Does anynone know the performance of DETR without Transformer part (only with ResNet)?

seaman1900 commented 1 year ago

in the paper, I don't find any explaination about the profit of Transformer part, maybe without Transformer, DETR still works well (just guessing)

NielsRogge commented 1 year ago

Hi,

The design of DETR inherently requires a Transformer to perform self-attention between object queries. The YOLOS model for instance removes the convolutional backbone + Transformer decoder, and trains the model with the same loss function, obtaining the same average precision (AP) on COCO.

ResNet itself is just a convolutional backbone, so you still need a decoder head on top, like Mask R-CNN.

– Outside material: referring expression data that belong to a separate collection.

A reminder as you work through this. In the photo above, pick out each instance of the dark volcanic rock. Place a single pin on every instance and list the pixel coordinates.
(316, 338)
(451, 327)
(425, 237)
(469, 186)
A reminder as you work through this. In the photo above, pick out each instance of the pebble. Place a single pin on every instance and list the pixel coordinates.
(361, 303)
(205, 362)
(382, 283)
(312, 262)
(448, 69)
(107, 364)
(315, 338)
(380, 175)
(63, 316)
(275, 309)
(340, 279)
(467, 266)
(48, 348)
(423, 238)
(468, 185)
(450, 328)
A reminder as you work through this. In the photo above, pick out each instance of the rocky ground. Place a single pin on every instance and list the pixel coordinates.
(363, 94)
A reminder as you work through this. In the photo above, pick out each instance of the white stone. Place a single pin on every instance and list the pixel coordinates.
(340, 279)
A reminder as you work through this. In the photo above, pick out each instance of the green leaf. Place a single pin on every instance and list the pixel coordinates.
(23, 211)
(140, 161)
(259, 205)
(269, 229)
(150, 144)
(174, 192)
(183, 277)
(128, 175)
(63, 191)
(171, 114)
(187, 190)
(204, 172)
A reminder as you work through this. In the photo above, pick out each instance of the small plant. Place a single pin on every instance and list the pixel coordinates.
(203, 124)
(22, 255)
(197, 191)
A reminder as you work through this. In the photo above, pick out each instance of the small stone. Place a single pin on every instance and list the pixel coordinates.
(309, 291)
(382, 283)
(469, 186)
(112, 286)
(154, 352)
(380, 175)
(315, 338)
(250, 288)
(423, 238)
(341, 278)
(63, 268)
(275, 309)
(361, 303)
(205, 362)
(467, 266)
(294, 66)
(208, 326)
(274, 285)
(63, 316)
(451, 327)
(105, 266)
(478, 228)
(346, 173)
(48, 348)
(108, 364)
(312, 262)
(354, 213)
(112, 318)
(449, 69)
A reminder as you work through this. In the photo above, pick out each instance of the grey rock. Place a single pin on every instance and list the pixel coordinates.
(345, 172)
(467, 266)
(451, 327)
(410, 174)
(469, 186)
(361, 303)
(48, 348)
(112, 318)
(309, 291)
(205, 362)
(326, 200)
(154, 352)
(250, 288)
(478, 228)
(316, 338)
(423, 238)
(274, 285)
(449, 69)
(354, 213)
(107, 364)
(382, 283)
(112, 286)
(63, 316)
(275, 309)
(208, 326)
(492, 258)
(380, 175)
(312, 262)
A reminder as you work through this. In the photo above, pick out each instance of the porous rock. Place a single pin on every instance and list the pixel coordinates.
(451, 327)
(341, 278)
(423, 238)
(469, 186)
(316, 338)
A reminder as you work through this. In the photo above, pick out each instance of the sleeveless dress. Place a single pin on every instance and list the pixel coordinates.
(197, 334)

seaman1900 commented 1 year ago

Hi,

The design of DETR inherently requires a Transformer to perform self-attention between object queries. The YOLOS model for instance removes the convolutional backbone + Transformer decoder, and trains the model with the same loss function, obtaining the same average precision (AP) on COCO.

ResNet itself is just a convolutional backbone, so you still need a decoder head on top, like Mask R-CNN.

thank you for your reply, i have a deeper understanding for the detr architecture. The ResNet is used to extract the image feature(local feature), the Transformer is used to encode and decode the feature (this step gives the model global view of the image)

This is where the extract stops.